Darwin, était destiné à être médecin comme son père et son grand père. En fait, très vite, il s’intéresse plus à la nature qu’à l’homme. Très jeune, il est attiré par la botanique et la géologie, et se passionne pour l’observation des plantes, des oiseaux, des insectes et des paysages. A cette époque d’ailleurs, la nature était un objet d’étude en soi. On étudiait la « nature » de façon globale : la nature était un tout. Darwin devint donc un « naturaliste ». Étudier la nature englobait toutes les disciplines : de l’étude du ver de terre à celle du paysage, de la géologie à la géographie, de l’étude des climats à celle du vol des pinsons. Donc, apparemment, on était « naturaliste » comme on est aujourd’hui médecin, biologiste ou acupuncteur. Aujourd’hui, en 2001, la nature est découpée en tous petits carrés, en couches très fines, et chacun étudie à la loupe un tout petit morceau. Les « naturalistes » ont laissé la place aux spécialistes.

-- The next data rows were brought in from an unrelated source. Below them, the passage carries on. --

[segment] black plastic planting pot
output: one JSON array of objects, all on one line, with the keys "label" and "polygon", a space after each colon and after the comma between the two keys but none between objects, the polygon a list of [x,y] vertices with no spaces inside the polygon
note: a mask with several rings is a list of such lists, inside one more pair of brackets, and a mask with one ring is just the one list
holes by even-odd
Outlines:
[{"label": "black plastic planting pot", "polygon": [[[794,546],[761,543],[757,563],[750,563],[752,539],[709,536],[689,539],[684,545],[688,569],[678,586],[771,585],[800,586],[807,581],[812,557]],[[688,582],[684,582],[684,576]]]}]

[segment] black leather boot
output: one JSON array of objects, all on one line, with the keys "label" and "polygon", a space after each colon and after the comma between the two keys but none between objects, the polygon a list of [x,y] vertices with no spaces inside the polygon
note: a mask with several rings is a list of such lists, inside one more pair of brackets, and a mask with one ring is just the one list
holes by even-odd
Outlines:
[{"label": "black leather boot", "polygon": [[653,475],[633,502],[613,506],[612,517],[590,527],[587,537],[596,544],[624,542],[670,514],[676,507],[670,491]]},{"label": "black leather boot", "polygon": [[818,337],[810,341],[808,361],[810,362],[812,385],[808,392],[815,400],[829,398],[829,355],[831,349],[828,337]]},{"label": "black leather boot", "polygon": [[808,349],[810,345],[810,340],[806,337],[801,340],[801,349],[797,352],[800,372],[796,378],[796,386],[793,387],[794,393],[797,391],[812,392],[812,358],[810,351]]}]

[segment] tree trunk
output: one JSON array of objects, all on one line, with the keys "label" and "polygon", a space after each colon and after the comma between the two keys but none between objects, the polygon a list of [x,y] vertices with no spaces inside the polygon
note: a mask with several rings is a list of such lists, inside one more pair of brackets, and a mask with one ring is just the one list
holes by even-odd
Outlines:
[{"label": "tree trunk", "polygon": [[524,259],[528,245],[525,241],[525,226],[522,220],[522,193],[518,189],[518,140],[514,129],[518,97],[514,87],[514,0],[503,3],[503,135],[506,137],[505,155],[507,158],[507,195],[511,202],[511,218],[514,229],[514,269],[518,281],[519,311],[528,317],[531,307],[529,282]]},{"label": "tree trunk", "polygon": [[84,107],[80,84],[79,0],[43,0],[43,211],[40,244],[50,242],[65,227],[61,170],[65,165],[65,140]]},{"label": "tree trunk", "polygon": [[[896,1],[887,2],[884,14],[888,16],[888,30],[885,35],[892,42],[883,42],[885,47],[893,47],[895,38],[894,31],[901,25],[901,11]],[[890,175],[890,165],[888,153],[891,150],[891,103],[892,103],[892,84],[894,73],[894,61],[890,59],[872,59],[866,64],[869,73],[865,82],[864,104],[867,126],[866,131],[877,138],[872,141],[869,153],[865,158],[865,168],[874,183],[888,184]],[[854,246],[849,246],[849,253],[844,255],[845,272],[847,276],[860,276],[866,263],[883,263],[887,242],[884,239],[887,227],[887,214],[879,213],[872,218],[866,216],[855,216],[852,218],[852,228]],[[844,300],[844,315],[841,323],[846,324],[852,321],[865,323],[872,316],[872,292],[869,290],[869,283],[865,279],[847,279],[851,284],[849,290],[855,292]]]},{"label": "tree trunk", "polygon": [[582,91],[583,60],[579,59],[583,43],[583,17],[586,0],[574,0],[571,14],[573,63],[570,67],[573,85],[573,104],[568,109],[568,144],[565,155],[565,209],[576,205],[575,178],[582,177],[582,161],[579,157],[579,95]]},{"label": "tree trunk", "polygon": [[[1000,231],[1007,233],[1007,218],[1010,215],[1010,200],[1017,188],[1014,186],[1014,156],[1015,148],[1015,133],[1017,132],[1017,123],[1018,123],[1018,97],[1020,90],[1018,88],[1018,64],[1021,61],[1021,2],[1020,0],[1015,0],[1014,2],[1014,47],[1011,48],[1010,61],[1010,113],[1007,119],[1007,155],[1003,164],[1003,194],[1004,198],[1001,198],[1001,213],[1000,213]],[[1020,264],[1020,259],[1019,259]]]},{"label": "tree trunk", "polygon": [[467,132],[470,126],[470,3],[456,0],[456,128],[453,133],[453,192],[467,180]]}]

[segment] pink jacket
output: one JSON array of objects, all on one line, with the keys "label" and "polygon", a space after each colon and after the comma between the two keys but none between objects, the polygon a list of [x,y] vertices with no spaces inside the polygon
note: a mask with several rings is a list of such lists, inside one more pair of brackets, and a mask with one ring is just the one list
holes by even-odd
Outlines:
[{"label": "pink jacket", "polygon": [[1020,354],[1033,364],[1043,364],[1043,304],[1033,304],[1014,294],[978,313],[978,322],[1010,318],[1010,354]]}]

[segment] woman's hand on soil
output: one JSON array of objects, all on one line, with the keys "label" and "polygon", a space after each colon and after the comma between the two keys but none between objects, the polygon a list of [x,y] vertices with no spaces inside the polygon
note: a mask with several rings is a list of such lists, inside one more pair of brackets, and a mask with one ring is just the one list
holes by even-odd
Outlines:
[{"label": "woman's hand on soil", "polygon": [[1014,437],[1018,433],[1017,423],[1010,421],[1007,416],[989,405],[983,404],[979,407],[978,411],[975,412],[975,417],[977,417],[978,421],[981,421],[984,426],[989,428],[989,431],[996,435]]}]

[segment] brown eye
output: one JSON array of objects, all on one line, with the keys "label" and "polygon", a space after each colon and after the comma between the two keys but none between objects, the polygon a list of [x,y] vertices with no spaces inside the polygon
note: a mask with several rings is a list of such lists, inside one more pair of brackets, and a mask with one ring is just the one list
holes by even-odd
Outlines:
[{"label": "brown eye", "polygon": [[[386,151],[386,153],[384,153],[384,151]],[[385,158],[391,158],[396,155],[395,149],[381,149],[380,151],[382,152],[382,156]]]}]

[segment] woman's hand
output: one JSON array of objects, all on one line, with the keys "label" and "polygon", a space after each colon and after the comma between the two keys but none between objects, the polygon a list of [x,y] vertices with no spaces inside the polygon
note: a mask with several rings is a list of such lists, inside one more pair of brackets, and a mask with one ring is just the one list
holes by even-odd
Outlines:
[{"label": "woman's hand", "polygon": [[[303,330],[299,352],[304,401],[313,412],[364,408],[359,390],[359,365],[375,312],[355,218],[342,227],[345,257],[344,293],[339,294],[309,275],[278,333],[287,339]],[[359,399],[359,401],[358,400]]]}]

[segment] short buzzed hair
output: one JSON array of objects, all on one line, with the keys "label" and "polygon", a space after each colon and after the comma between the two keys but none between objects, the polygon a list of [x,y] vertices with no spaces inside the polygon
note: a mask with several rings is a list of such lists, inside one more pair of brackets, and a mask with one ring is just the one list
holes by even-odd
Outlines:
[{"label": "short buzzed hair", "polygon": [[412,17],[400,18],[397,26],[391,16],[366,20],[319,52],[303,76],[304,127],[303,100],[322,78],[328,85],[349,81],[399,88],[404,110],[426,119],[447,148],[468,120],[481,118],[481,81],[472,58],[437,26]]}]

Le thème que touche la Théorie de l’Évolution est donc vaste et traverse toutes les disciplines, du minéral au végétal, du végétal à l’animal et à l’humain. Il pose réellement des questions fondamentales sur le rapport de l’homme avec la nature…
Plus je lisais, plus je me sentais captivée par mon sujet mais, totalement incapable de le traiter en moins d’une heure.
Le film que je ne voulais pas faire
Il y avait un film sur Darwin que je ne voulais pas faire et qui pourtant essayait de s’imposer à mon esprit. Je ne voulais pas faire un film historique classique qui ressemble à un manuel scolaire. D’emblée donc, j’écarte l’idée de raconter de façon chronologique la vie de Darwin à toute vitesse et de saupoudrer cette brillante et morne biographie de considérations scientifiques illustrées par ci par là, avec des plans fixes : photos de Darwin, photo de la famille Darwin, un plan de Cambridge, superbes dessins naturalistes de John Gould, etc. Avec un commentaire du style : « Charles Darwin naquit le 12 février 1809 à Shrewsbury dans le Shropshire… travelling sur des paysages anglais. À huit ans, sa mère meurt d’une grave maladie : photo de la mère. En 1831, à vingt-deux ans, il reçoit le Bachelor of Art qui sanctionne ses études à Cambridge… divers plans de l’Université de Cambridge. Un an plus tard, à vingt-trois ans, le 6 janvier 1832, il embarque sur le Beagle : long travelling sur une mauvaise peinture du voilier. Etc. » Ce film-là, celui que je ne voulais pas faire, essayait sournoisement de s’imposer, en rampant vers mon cahier. Mais je m’endormais déjà dans mon fauteuil rien qu’en l’imaginant. Que dire du spectateur ?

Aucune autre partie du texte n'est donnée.